Department of Epidemiology and Biostatistics, School of Public Health, Texas A&M University, College Station, TX, USA.
Eli Lilly and Company, Lilly Corporate Center, 893 Delaware St, Indianapolis, IN, 46225, USA.
Hum Genomics. 2024 Jun 20;18(1):69. doi: 10.1186/s40246-024-00638-0.

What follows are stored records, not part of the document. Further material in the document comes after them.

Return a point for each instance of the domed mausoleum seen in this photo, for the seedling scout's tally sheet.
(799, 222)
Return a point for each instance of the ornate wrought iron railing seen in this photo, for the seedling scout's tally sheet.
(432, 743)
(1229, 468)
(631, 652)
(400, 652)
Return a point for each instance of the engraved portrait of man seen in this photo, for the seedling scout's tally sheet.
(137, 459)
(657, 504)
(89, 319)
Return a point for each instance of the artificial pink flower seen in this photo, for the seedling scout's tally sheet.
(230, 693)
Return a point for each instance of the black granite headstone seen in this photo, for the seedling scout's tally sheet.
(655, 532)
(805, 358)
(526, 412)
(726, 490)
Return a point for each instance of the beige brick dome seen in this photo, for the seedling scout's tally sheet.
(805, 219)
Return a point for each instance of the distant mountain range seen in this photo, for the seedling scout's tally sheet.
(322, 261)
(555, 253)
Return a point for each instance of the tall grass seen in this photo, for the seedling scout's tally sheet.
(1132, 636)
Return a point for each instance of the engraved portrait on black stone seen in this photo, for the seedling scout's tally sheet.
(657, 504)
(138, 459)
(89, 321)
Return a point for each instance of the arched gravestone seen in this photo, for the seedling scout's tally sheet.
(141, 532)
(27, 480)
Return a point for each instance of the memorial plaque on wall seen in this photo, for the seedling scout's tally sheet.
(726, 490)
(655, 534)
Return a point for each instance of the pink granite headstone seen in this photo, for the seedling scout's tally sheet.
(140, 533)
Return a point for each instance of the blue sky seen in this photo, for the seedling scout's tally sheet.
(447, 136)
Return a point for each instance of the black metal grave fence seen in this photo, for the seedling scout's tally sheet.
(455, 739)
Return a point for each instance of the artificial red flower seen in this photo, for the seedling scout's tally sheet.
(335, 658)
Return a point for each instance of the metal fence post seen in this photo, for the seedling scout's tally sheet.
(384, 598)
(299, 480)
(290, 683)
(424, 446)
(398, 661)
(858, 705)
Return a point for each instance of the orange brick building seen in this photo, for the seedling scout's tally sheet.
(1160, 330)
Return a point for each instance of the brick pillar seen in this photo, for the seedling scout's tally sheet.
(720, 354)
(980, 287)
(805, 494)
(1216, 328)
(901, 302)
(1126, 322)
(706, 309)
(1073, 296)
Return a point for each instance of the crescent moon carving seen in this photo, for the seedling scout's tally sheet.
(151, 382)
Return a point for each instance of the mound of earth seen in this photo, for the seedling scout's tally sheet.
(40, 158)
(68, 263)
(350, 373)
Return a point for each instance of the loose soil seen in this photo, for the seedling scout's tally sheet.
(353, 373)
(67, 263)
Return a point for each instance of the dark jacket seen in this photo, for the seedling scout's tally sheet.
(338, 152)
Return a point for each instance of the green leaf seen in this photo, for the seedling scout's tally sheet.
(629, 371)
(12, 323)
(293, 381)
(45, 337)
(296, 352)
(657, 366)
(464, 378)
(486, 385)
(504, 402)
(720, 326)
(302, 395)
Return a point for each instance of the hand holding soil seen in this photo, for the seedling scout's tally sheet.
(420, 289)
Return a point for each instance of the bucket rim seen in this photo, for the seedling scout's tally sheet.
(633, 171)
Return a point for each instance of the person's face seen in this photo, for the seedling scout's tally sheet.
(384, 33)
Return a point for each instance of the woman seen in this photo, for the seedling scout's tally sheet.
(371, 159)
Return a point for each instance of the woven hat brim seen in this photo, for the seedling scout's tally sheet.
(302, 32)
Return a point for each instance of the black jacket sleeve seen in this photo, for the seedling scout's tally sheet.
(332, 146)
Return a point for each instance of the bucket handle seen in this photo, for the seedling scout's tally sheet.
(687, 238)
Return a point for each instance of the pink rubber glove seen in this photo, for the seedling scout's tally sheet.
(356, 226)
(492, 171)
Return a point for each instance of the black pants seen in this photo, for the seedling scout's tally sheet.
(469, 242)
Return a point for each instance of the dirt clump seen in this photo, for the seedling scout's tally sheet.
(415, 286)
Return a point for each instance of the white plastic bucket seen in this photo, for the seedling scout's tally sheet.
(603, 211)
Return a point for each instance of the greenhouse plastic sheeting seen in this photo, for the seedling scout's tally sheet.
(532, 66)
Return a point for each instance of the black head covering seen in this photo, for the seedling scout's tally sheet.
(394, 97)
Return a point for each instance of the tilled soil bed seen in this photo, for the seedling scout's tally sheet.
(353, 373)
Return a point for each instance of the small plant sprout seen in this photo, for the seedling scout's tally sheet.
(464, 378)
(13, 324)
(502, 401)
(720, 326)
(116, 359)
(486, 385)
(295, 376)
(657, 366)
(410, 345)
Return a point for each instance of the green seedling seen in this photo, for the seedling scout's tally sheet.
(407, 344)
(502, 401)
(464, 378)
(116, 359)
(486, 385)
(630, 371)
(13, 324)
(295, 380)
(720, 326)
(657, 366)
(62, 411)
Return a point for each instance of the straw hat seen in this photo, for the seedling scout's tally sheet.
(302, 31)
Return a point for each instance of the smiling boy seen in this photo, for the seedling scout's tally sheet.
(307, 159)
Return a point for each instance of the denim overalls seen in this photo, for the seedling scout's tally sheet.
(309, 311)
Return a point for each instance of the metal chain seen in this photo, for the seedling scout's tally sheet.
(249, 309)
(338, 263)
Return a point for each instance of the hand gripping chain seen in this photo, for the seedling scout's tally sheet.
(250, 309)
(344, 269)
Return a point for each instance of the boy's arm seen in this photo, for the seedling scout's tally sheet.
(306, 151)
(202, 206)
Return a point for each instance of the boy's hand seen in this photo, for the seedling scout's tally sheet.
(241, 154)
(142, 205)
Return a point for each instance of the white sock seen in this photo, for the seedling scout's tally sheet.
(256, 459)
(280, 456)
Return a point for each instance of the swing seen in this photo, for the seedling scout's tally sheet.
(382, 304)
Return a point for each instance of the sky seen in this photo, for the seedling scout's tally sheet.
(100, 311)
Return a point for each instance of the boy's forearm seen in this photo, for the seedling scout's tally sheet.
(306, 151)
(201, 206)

Single cell RNA sequencing technology (scRNA-seq) has been proven useful in understanding cell-specific disease mechanisms. However, identifying genes of interest remains a key challenge. Pseudo-bulk methods that pool scRNA-seq counts in the same biological replicates have been commonly used to identify differentially expressed genes. However, such methods may lack power due to the limited sample size of scRNA-seq datasets, which can be prohibitively expensive.
Motivated by this, we proposed to use the Bayesian-frequentist hybrid (BFH) framework to increase the power and we showed in simulated scenario, the proposed BFH would be an optimal method when compared with other popular single cell differential expression methods if both FDR and power were considered. As an example, the method was applied to an idiopathic pulmonary fibrosis (IPF) case study.
In our IPF example, we demonstrated that with a proper informative prior, the BFH approach identified more genes of interest. Furthermore, these genes were reasonable based on the current knowledge of IPF. Thus, the BFH offers a unique and flexible framework for future scRNA-seq analyses.
单细胞 RNA 测序技术 (scRNA-seq) 已被证明可用于理解特定于细胞的疾病机制。然而,鉴定感兴趣的基因仍然是一个关键挑战。通常使用汇集相同生物学重复中的 scRNA-seq 计数的伪总体方法来鉴定差异表达基因。然而,由于 scRNA-seq 数据集的样本量有限,这种方法可能缺乏功效,这可能非常昂贵。
受此启发,我们提出使用贝叶斯-频率混合 (BFH) 框架来提高功效,并在模拟场景中表明,如果同时考虑 FDR 和功效,与其他流行的单细胞差异表达方法相比,所提出的 BFH 将是一种最优方法。作为一个例子,该方法应用于特发性肺纤维化 (IPF) 案例研究。
在我们的 IPF 示例中,我们证明了通过适当的信息先验,BFH 方法可以识别更多的感兴趣基因。此外,这些基因基于 IPF 的现有知识是合理的。因此,BFH 为未来的 scRNA-seq 分析提供了一个独特而灵活的框架。